In response to the claim, the Braves took action to reduce the chop. A Braves spokesperson told CNN the following:
"“Out of respect for the concerns expressed by Mr. Helsley, we will take several efforts to reduce the Tomahawk Chop during our in-ballpark presentation today.”"
The Braves did not distribute the foam tomahawks before Game 5 and vowed not to lead the chop with music and graphics on the scoreboard while Helsely was in the game. They stated that they planned to engage in talks with Native American groups about their activities.
When asked about the future of the tomahawk chop, Braves spokeswoman Beth Marshall said:
"“We will continue to evaluate how we activate elements of our brand, as well as the overall in-game experience. We look forward to a continued dialogue with those in the Native American community after the postseason concludes.”"
The chop was even under fire in 1991 in the Braves worst-to-first run to the World Series. Ted Turner and Jane Fonda were prominently displayed on television chopping away, prompting Jane Fonda to publicly apologize.
"″I support them very much. But I’m sorry it offends them and I’m not going to do it anymore.”"
Not only was Fonda a public figure, but she actively participated in Native American Civil Rights protests. Her activities included an American Indian Movement’s (AIM) 1970 attempt to occupy Fort Lawson in Seattle, which resulted in her arrest.
Atlanta Braves were nearly the Atlanta Eagles
In a 1991 Sun-Sentinal article, Ted Turner says he even thought about changing the name from the Braves to the Eagles after acquiring the team.
In that same article, Terry Pendleton was asked about Native Americans taking offense to the tomahawk chop during the 1991 World Series, he responded by saying
"“I personally wish they wouldn’t take it personally, because it’s not a personal thing.”"

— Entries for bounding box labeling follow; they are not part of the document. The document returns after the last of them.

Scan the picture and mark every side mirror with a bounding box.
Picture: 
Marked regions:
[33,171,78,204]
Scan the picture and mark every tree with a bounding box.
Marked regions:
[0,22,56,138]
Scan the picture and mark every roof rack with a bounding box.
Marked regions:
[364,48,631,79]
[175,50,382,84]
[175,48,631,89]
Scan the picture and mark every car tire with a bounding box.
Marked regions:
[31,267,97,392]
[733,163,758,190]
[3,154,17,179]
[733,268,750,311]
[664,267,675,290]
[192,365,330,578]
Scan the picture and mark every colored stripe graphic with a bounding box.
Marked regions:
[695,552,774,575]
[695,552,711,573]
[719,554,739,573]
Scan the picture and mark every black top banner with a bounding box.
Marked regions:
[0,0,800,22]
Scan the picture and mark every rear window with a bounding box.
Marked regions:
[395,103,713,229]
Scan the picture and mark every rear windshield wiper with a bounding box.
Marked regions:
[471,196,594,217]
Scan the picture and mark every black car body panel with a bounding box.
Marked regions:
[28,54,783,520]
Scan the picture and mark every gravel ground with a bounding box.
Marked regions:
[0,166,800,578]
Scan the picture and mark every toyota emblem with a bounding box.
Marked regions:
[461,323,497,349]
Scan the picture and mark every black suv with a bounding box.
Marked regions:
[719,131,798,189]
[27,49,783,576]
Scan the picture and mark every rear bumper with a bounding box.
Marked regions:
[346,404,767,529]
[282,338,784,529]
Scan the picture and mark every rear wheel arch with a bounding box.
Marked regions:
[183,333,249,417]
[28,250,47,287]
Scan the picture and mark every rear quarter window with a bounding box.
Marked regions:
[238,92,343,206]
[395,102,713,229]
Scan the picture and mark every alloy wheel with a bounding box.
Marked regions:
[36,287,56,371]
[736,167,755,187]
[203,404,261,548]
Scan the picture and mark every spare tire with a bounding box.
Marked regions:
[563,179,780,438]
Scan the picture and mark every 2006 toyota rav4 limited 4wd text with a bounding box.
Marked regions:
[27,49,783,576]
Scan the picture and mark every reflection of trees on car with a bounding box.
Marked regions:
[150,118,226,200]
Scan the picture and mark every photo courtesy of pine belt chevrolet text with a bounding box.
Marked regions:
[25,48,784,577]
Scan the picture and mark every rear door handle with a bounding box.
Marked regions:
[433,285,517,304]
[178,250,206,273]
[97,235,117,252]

It doesn’t seem like a personal thing if you don’t understand the sacred ceremonies we are making a mockery of for our own entertainment. When we say things like that what we really mean is, “it isn’t personal to me.”
According to critics, the chop is simply a symptom of a much bigger problem that pervades American sports. The question is, how do professional sports teams get away with the use of an entire race of people as mascots?
How do they mock parts of their cultural heritage that are sacred in some cases, and get away with claiming we are honoring them?
Would more fans support the Native Americans if they knew more about their heritage and the oftentimes sacred symbols and ceremonies we turn into a cartoony form of entertainment?
In 2012, Slate.com’s L.V. Anderson wrote:
"Like most professional athletic appropriations of Native American culture, the tomahawk chop and the war chant have little basis in Native American history. There is no indication that Native Americans ever made the gesture known today as the tomahawk chop. Tomahawks were historically not only used as weapons by Native Americans but also revered as sacred objects."
When Helsley first made the remarks last season, like many of my fellow Braves fans, I was annoyed. I didn’t take the time to read about him or try and put myself in his shoes.
Here’s what I gathered about him from the St. Louis Post Dispatch. His grandfather was a full-blooded Cherokee and his great aunt works at an immersion school where the Cherokee language is still taught to keep it alive.
Helsley volunteers as a tutor at the school during the baseball offseasons. His mother works for the Cherokee Nation health clinics and his father services their heating, air, and electrical systems.
Imagine Cardinals rookie Ryan Helsley, a proud member of the Cherokee Nation, taking the mound in Atlanta in Game 1 of the NLDS with thousands of fans waving foam tomahawks (read above for significance) in his face and chanting in a way that lampoons so many things which are sacred to his people and his heritage.
Can you put yourself in his cleats for just a minute?